More sophisticated systems transmit using voice-activated GPS or LF, HF, VHF, UHF and microwave frequencies, often in very short pulses. The units, disguised as anything from laptop computers to mobile phones, ‘sleep’ until they detect a sound, so battery consumption is greatly reduced.
They can lie around for months. Even so, anything portable remains an object of interest to security officers. Plant pots, light fittings and even credit cards lying casually on a desk are inherently suspicious and are likely to be examined during any security sweep.
The hidden menace of electronic bugs
But the most dangerous electronic bugs are buried in walls and ceilings. They may have been installed many years before, when those friendly painters came in to redecorate. Lying just beneath the paint, they are impossible to see – but they listen to every word.
Electronic sweeps can identify the presence of transmitters when they are actively transmitting. However, unlike what you may see in James Bond movies, they cannot identify the precise location of a bug. Furthermore, the sweeping equipment is expensive – and bug-sweepers’ time can cost many thousands of pounds a day.
Often, the end result is a consultant telling you that there is probably a listening device somewhere in the boardroom – but you will have to destroy and rebuild that boardroom to ensure that the bug has been permanently destroyed.

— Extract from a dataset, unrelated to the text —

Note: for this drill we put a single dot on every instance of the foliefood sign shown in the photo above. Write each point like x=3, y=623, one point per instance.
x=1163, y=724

Finding a reliable builder is hard enough at the best of times. Having to embark on a major rebuilding programme for an embassy or foreign business in a potentially high-risk area such as Iraq or Turkmenistan is a tall order.
Yet even the most hard-to-find bugs can now be pinpointed and disabled precisely, thanks to thermal imaging technology.
The infrared answer to electronic bugging
The principle is straightforward. When an electronic device is activated, it emits heat. By pointing an infrared camera at a blank wall, it can identify even very small changes in temperature compared with the surrounding area.
So when a few millimetres of wall heats up for just a second as the device transmits, the camera will ‘see’ and record it. A square centimetre of the structure can be investigated, and the bug found and destroyed.
Examples of where the solution has worked? Our lips are sealed. But, compared with rebuilding a boardroom, the infrared solution is elegantly simple – and another unusual use for thermal imaging technology.